El subgénero de cine zombie siempre se ha llevado muy bien con la comedia: ‘Shawn of the Dead’, ‘Zombieland’ (con secuela inminente) o ‘One Cut of the Dead‘ son buenos ejemplos de ello. ¿Pero qué pasa si a esta fórmula infalible le añades un componente nuevo, como niños de apenas 5 años? Que se lo digan al australiano Abe Forsythe que, con su ‘Little Monsters‘ ha llenado Sitges 2019 de frescura y buen rollo.

Alexander England tocando la guitarra eléctrica en el autocar infantil de Little Monsters.

‘Little Monsters’ nos presenta un clásico del género: chico treinteañero inmaduro (entrañable Alexander England) se ve envuelto en una invasión zombie (muy de andar por casa) mientras conoce a la chica de sus sueños (Lupita Nyong’o). La diferencia es que aquí la chica es además maestra de jardín de infancia por lo que a cuestas lleva una clase entera de críos de 5 años, con todo lo que representa.

Ambientada casi en su totalidad en el parque donde se propaga el virus, ‘Little Monsters’ es una feel good movie donde, de vez en cuando, aparecen muertos vivientes. A pesar de algunos momentos gore y de sus chistes de humor grueso, al más puro estilo Kevin Smith, la película es un producto familiar e inofensivo, pues al final al espectador le pasa como a los niños de la película: gracias al buen hacer de su maestra, que tanto te canta una canción al ukelele como rebana la cabeza a una docena de zombies, la sensación es que no hay peligro, que todo este caos terminará pronto. Todo termina y no queda trauma, ni a unos adorables niños ni a un espectador que habrá pasado un buen rato.

Lupita Nyong'o ensangrentada al lado de los niños de Little monsters (2019).

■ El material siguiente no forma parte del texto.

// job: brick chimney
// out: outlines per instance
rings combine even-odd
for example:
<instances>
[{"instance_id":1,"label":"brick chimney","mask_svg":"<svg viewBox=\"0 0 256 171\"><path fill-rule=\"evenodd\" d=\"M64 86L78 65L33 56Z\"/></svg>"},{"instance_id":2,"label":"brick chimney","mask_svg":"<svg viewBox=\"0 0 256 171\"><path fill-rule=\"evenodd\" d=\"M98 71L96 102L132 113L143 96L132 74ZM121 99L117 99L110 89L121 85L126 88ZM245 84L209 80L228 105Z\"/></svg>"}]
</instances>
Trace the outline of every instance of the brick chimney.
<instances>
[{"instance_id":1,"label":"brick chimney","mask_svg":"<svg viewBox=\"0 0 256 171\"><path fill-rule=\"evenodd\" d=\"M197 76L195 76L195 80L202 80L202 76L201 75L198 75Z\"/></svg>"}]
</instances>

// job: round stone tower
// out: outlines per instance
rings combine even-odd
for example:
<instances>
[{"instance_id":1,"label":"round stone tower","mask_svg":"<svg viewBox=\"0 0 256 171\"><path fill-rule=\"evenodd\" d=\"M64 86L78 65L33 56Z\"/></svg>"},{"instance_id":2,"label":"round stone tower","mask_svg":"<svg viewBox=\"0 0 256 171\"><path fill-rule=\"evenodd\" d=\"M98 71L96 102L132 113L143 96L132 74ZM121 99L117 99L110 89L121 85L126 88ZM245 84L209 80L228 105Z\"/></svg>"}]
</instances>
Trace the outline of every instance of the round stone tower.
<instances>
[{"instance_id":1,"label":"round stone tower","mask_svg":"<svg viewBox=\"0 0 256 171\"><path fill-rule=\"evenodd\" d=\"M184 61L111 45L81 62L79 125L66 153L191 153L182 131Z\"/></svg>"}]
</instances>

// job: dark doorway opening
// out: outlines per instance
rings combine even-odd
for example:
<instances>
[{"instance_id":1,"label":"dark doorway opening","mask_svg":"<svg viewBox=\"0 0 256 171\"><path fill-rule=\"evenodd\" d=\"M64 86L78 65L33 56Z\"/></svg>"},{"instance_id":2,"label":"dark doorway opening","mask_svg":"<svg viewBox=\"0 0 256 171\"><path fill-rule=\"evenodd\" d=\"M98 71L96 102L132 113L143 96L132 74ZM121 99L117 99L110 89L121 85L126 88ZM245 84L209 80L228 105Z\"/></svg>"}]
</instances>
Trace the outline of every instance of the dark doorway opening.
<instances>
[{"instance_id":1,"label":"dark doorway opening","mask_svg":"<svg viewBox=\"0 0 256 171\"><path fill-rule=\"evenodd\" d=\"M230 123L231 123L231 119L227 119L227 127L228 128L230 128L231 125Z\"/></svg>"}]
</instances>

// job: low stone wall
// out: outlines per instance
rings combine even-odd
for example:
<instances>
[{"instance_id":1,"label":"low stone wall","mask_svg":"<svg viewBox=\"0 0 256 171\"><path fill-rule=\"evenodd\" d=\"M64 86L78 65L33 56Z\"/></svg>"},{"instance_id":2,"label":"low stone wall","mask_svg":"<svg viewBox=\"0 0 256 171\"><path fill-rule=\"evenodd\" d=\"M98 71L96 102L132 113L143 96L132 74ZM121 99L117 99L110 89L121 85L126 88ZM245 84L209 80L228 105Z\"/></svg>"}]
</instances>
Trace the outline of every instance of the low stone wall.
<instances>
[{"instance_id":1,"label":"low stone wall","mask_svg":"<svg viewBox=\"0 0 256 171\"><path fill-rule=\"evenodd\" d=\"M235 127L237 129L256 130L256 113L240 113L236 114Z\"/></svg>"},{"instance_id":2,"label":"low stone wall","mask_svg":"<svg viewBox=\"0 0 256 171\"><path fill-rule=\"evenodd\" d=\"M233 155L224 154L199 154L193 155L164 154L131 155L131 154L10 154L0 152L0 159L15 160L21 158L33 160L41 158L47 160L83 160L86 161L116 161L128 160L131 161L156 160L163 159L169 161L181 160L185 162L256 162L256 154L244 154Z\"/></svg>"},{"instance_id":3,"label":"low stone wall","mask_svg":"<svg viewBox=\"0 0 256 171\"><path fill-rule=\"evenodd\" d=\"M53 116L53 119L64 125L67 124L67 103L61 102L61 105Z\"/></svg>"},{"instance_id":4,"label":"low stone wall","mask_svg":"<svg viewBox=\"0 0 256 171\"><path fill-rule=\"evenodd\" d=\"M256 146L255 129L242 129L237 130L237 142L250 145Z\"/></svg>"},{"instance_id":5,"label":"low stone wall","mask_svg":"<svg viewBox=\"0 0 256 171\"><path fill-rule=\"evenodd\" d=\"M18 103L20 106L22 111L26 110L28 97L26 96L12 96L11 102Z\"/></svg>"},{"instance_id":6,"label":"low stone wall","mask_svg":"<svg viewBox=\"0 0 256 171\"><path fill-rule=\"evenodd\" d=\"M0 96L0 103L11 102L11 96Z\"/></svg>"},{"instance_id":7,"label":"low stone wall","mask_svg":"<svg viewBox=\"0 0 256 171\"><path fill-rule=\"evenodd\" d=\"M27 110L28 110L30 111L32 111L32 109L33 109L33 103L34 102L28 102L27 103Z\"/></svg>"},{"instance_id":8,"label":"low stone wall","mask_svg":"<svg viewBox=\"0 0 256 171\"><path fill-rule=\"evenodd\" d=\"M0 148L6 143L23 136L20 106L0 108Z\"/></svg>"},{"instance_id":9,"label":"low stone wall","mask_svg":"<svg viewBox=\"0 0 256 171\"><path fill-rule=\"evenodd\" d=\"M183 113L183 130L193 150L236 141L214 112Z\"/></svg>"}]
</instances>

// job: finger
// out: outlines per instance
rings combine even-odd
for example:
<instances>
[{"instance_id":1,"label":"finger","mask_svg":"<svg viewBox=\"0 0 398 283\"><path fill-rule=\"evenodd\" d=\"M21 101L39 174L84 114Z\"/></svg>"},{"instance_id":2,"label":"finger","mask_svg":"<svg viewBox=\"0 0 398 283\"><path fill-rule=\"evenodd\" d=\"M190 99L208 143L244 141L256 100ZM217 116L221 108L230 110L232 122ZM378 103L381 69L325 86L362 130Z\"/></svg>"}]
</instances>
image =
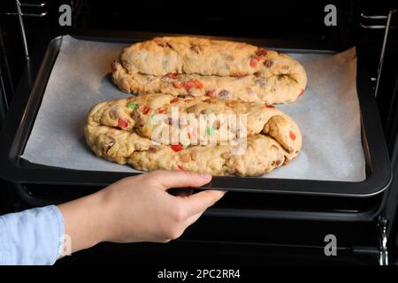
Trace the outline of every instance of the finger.
<instances>
[{"instance_id":1,"label":"finger","mask_svg":"<svg viewBox=\"0 0 398 283\"><path fill-rule=\"evenodd\" d=\"M194 194L194 189L187 188L187 189L179 189L178 192L173 195L179 196L179 197L187 197L187 196L192 195L192 194Z\"/></svg>"},{"instance_id":2,"label":"finger","mask_svg":"<svg viewBox=\"0 0 398 283\"><path fill-rule=\"evenodd\" d=\"M205 190L200 193L187 196L181 201L185 206L188 215L192 216L204 211L206 209L216 203L223 195L225 191Z\"/></svg>"},{"instance_id":3,"label":"finger","mask_svg":"<svg viewBox=\"0 0 398 283\"><path fill-rule=\"evenodd\" d=\"M171 187L201 187L211 180L208 173L198 174L190 171L157 171L149 173L163 189Z\"/></svg>"}]
</instances>

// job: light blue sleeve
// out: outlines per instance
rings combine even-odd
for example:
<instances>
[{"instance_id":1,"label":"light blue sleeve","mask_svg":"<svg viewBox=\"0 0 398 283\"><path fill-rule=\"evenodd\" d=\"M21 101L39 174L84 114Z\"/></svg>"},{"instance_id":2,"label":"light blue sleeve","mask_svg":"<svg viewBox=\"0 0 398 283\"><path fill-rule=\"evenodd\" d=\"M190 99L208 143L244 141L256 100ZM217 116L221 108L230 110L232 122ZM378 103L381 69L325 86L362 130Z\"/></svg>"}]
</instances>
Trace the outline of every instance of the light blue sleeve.
<instances>
[{"instance_id":1,"label":"light blue sleeve","mask_svg":"<svg viewBox=\"0 0 398 283\"><path fill-rule=\"evenodd\" d=\"M0 216L0 265L53 264L64 233L55 205Z\"/></svg>"}]
</instances>

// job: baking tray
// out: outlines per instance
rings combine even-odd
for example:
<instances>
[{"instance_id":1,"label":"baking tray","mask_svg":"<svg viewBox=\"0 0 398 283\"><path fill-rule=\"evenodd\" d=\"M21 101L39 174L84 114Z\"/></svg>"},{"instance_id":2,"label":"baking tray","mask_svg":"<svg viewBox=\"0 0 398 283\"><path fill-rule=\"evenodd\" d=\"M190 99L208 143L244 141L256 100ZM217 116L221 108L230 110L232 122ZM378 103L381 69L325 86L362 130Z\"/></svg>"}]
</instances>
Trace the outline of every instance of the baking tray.
<instances>
[{"instance_id":1,"label":"baking tray","mask_svg":"<svg viewBox=\"0 0 398 283\"><path fill-rule=\"evenodd\" d=\"M110 34L111 36L103 34L101 36L73 35L81 40L107 42L134 42L163 35L153 33L111 33ZM305 43L283 41L225 37L222 39L247 42L278 49L284 52L333 52L325 49L309 49ZM16 183L105 186L121 178L137 174L45 166L19 157L33 128L47 81L59 51L61 40L62 36L59 36L50 42L42 62L32 61L27 65L4 129L0 134L0 176ZM214 177L212 181L203 188L352 197L371 196L385 190L392 177L387 150L369 73L367 69L362 66L360 60L357 65L356 83L361 108L362 142L366 162L366 179L364 181ZM32 74L36 72L35 79L33 80Z\"/></svg>"}]
</instances>

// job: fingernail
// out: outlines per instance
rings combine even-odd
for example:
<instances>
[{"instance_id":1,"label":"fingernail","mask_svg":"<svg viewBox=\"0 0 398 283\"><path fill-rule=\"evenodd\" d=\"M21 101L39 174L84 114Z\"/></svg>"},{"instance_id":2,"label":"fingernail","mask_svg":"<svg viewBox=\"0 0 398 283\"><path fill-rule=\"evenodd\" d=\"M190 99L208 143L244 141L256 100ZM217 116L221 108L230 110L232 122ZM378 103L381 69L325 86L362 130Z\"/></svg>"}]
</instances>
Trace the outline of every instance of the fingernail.
<instances>
[{"instance_id":1,"label":"fingernail","mask_svg":"<svg viewBox=\"0 0 398 283\"><path fill-rule=\"evenodd\" d=\"M201 174L201 177L203 179L209 180L211 178L211 175L209 173L203 173L203 174Z\"/></svg>"}]
</instances>

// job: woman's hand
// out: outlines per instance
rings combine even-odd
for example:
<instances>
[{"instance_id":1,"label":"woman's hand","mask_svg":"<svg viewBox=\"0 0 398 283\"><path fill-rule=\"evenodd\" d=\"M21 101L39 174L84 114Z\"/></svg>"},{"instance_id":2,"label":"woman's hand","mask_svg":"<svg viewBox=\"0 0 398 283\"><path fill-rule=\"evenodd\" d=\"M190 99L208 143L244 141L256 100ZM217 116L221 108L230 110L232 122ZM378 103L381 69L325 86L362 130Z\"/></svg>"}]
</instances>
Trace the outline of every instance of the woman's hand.
<instances>
[{"instance_id":1,"label":"woman's hand","mask_svg":"<svg viewBox=\"0 0 398 283\"><path fill-rule=\"evenodd\" d=\"M91 195L58 206L72 252L101 241L167 242L180 237L225 194L205 190L174 196L171 187L201 187L211 176L187 171L157 171L125 178Z\"/></svg>"}]
</instances>

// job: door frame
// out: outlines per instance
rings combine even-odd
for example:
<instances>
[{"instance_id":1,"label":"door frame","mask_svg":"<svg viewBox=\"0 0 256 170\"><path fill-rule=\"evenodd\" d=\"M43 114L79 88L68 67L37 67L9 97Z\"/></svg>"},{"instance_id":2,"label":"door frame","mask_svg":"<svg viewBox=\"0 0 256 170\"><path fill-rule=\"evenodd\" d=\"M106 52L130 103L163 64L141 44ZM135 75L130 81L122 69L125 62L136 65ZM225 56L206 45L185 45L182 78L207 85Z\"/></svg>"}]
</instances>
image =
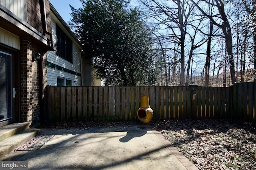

En todo este alegre caos destaca el trabajo de Lupita Nyong’o, que se mueve como pez en el agua en su papel de maestra todoterreno, una especie de Julie Andrews del siglo XXI. Además, cabe mencionar al cómico Josh Gad, como un ídolo infantil con un lado muy oscuro y que, aunque puede resultar cargante, tiene un par de escenas remarcables y que ayudan a rebajar los escasos momentos ñoños de la película.

En definitiva, ‘Little Monsters’ es un gran divertimento cuyos 90 minutos se pasan volando y que nos hacen salir del cine con una sonrisa de oreja a oreja y con una canción en la mente que, admitámoslo, todos los que crecimos en los 90 recordaremos.